Parkrun

Alles hat damit angefangen, dass ich einmal über die Auckland Harbour Bridge gehen wollte. Diese ist bekanntermaßen eine Autobahnbrücke und somit für Fußgänger gesperrt. Als einzige Möglichkeit bleibt da am Auckland Marathon teilzunehmen, wofür eine Fahrspur abgesperrt wird. Folglich haben wir im Oktober letzten Jahres am Auckland Marathon 2019 teilgenommen, sind aber nur die elf Kilometer lange Traverse gegangen, die kürzeste Strecke, die über die Brücke führt (Hier geht’s zum Bericht).

Angespornt vom Hype des Marathontags, beschloss ich, in der darauffolgenden Woche testweise mit dem Laufen anzufangen. Ich lud mir eine App für Anfänger herunter, in welcher man in einer post-apokalyptischen Welt vor Zombies weglaufen muss: 30 Sekunden rennen, eine Minute gehen, 30 Sekunden rennen, eine Minute gehen. Nach dem 8-Wochen-Programm, bei dem drei Trainingseinheiten pro Woche anstehen, soll man in der Lage sein fünf Kilometer zu rennen.

Eine Bekannte vom German Breakfast erzählte mir eines Tages vom Parkrun. Das ist eine wöchentlich stattfindende, kostenlose Veranstaltung, wo sich Laufbegeisterte am Samstagmorgen treffen, um im Park zusammen zu rennen. Dabei wird die Zeit gemessen und mit den anderen Teilnehmern verglichen. War man oft genug dabei, gibt’s zur Belohnung ein T-Shirt!

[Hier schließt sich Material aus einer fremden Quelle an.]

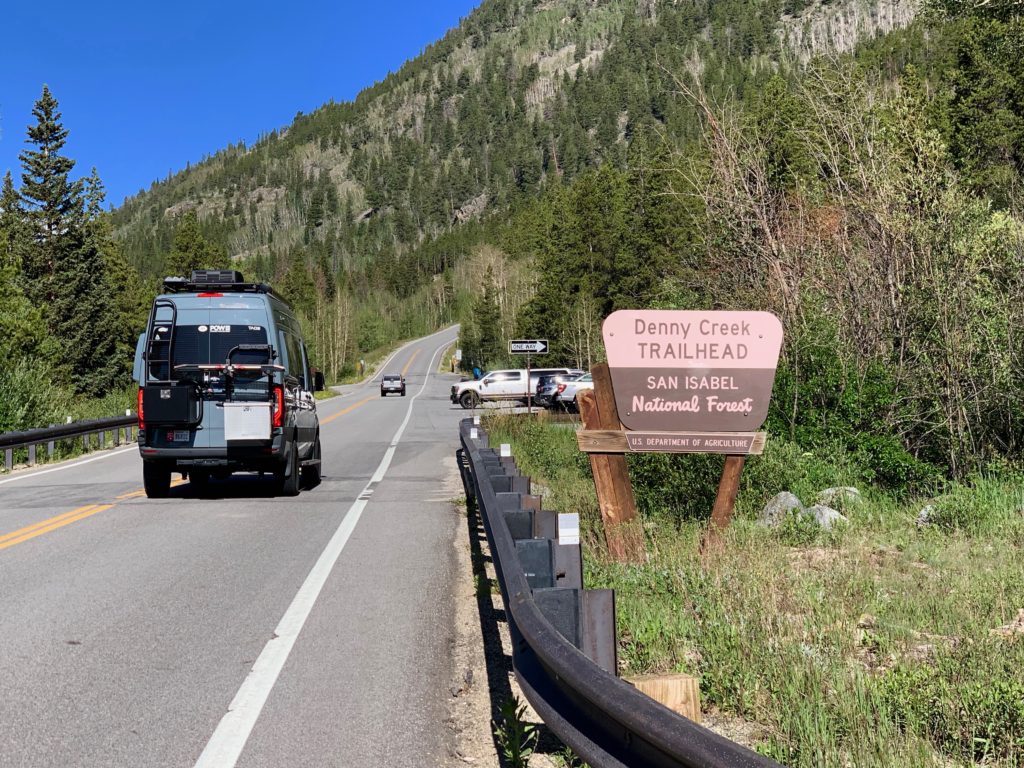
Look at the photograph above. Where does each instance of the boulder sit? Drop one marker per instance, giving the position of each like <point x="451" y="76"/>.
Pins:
<point x="776" y="510"/>
<point x="824" y="516"/>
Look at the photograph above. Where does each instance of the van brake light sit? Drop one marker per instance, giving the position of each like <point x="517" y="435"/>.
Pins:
<point x="278" y="415"/>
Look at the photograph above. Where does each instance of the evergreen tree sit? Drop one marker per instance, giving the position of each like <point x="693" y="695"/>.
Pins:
<point x="95" y="194"/>
<point x="11" y="224"/>
<point x="53" y="202"/>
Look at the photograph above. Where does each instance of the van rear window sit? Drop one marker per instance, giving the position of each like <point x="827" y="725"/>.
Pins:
<point x="205" y="344"/>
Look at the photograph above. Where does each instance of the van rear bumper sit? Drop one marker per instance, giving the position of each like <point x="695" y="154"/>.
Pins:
<point x="261" y="456"/>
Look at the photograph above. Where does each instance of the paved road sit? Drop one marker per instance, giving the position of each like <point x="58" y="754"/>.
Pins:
<point x="243" y="629"/>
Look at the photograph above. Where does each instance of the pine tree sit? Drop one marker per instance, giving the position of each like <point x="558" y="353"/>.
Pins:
<point x="95" y="194"/>
<point x="11" y="224"/>
<point x="51" y="199"/>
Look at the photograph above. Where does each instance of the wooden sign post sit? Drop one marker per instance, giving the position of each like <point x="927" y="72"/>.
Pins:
<point x="677" y="381"/>
<point x="611" y="479"/>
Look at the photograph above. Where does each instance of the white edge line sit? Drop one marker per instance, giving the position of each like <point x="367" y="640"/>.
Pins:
<point x="105" y="455"/>
<point x="228" y="739"/>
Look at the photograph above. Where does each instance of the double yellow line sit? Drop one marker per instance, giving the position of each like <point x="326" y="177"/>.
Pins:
<point x="52" y="523"/>
<point x="31" y="531"/>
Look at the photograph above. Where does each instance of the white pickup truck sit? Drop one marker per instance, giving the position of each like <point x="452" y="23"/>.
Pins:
<point x="500" y="385"/>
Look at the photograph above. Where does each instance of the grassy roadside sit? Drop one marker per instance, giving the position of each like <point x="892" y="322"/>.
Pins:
<point x="880" y="643"/>
<point x="61" y="408"/>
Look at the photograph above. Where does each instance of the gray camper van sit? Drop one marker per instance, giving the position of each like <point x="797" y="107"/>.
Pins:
<point x="224" y="385"/>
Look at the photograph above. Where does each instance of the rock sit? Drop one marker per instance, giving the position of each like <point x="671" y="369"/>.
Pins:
<point x="840" y="495"/>
<point x="824" y="516"/>
<point x="1016" y="627"/>
<point x="776" y="510"/>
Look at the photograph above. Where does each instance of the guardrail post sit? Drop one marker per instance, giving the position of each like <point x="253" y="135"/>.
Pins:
<point x="598" y="617"/>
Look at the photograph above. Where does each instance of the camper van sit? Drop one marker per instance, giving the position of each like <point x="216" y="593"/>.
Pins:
<point x="224" y="385"/>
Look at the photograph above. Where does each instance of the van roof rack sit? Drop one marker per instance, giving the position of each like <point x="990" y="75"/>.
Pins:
<point x="223" y="281"/>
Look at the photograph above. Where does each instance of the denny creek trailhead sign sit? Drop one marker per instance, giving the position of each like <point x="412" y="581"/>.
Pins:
<point x="676" y="381"/>
<point x="692" y="381"/>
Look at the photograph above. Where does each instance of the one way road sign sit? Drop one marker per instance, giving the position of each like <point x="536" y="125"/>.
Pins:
<point x="528" y="346"/>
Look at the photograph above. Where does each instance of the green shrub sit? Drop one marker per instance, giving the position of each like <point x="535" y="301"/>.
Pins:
<point x="29" y="398"/>
<point x="969" y="702"/>
<point x="980" y="508"/>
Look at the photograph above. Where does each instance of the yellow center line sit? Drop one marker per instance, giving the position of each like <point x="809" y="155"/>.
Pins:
<point x="351" y="408"/>
<point x="31" y="531"/>
<point x="52" y="523"/>
<point x="27" y="528"/>
<point x="410" y="364"/>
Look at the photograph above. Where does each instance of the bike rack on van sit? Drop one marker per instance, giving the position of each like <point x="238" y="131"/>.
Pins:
<point x="229" y="370"/>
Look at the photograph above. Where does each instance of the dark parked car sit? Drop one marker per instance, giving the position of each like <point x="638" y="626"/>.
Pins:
<point x="392" y="383"/>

Nachdem ich noch ein paar Wochen an meine Anfänger-App drangehängt hatte und mich bereit fühlte, mich in einen 5-Kilometer-Run mit anderen Läufern zu messen, gingen Bene und ich am 8. Februar 2020 zum ersten Mal zu einem Parkrun.

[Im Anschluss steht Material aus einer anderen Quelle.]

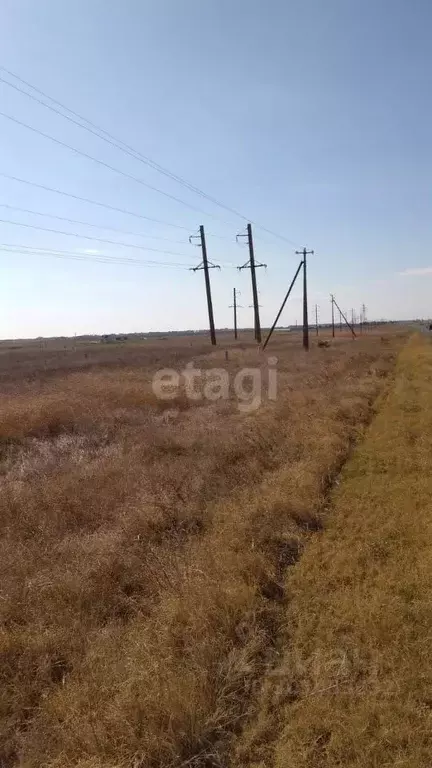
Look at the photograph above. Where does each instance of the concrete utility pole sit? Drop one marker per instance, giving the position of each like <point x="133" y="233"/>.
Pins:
<point x="283" y="304"/>
<point x="332" y="301"/>
<point x="252" y="265"/>
<point x="205" y="265"/>
<point x="305" y="253"/>
<point x="234" y="306"/>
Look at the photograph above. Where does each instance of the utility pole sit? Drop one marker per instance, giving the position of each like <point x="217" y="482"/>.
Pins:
<point x="363" y="326"/>
<point x="332" y="300"/>
<point x="305" y="253"/>
<point x="252" y="265"/>
<point x="206" y="265"/>
<point x="283" y="305"/>
<point x="235" y="307"/>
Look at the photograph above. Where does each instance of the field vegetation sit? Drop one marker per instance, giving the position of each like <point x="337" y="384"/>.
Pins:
<point x="144" y="546"/>
<point x="352" y="686"/>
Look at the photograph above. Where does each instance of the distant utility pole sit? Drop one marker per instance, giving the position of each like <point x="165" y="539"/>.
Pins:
<point x="252" y="265"/>
<point x="206" y="265"/>
<point x="283" y="305"/>
<point x="235" y="307"/>
<point x="363" y="314"/>
<point x="332" y="301"/>
<point x="305" y="253"/>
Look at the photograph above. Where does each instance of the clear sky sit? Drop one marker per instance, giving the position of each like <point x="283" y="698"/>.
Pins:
<point x="313" y="118"/>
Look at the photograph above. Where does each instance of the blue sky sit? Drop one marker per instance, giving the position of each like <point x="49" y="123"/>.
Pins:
<point x="311" y="118"/>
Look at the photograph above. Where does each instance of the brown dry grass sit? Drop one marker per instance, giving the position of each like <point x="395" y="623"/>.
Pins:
<point x="353" y="685"/>
<point x="142" y="554"/>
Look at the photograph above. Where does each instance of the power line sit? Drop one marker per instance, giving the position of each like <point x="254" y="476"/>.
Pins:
<point x="102" y="259"/>
<point x="90" y="224"/>
<point x="127" y="149"/>
<point x="88" y="237"/>
<point x="92" y="202"/>
<point x="104" y="164"/>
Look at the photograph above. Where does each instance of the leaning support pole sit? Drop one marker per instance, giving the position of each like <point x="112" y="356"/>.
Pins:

Die Veranstaltung ist Teil eines globalen Netzwerks. Bei uns ist der nächste im Barry Curtis Park in Flat Bush, wo wir früher gewohnt haben. In Auckland gibt es aber insgesamt fünf Stück und in ganz Neuseeland 30 Stück. Auch in Deutschland finden in vielen Städten Parkruns statt, zum Beispiel in Würzburg, Karlsruhe, Stuttgart und Esslingen.

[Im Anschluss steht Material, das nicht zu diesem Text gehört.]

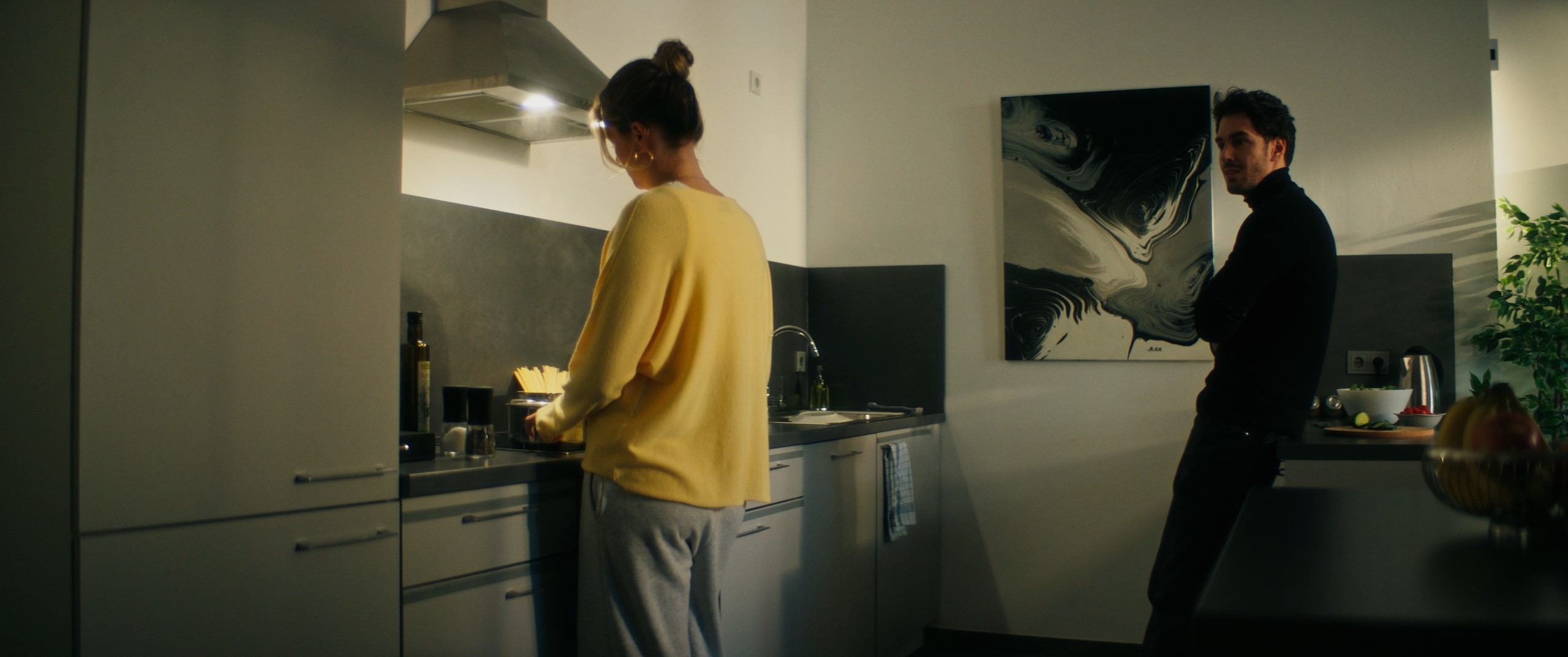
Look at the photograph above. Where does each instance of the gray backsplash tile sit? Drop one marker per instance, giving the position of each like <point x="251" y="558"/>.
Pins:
<point x="1390" y="303"/>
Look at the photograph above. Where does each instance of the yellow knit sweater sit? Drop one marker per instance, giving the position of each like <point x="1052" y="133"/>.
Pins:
<point x="671" y="367"/>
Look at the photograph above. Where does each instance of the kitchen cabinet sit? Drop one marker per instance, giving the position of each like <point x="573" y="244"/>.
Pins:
<point x="297" y="584"/>
<point x="475" y="531"/>
<point x="522" y="610"/>
<point x="239" y="259"/>
<point x="908" y="568"/>
<point x="239" y="327"/>
<point x="761" y="594"/>
<point x="839" y="548"/>
<point x="491" y="571"/>
<point x="763" y="601"/>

Wegen kleinerer Schwierigkeiten in der Weltpolitik fand der Parkrun nun schon seit Längerem nicht mehr statt. Scheinbar war es sehr schwierig, das internationale Komitee dazu zu überreden, dass Neuseeland wieder sicher ist, sodass erst heute der erste Parkrun nach dem Lockdown stattgefunden hat. Neuseeland ist somit das erste Land, in dem die Parkruns wieder angefangen haben. Nach dem vielen Training während des Lockdowns habe ich heute sogar meine persönliche Bestzeit erreicht: 30 Minuten, 50 Sekunden.

Unabhängig vom Parkrun trainiere ich unter der Woche inzwischen mit der Fortgeschrittenen-Lauf-App. Letzte Woche bin damit das erste Mal 15 Kilometer gerannt. Ich würde sagen, ich bin schon ganz gut dabei. Bis zum diesjährigen Marathon, wo wir uns für den 21-Kilometer langen Halbmarathon angemeldet haben, sind es nur noch vier Monate und diesmal wird das nicht nur als langer Spaziergang genutzt!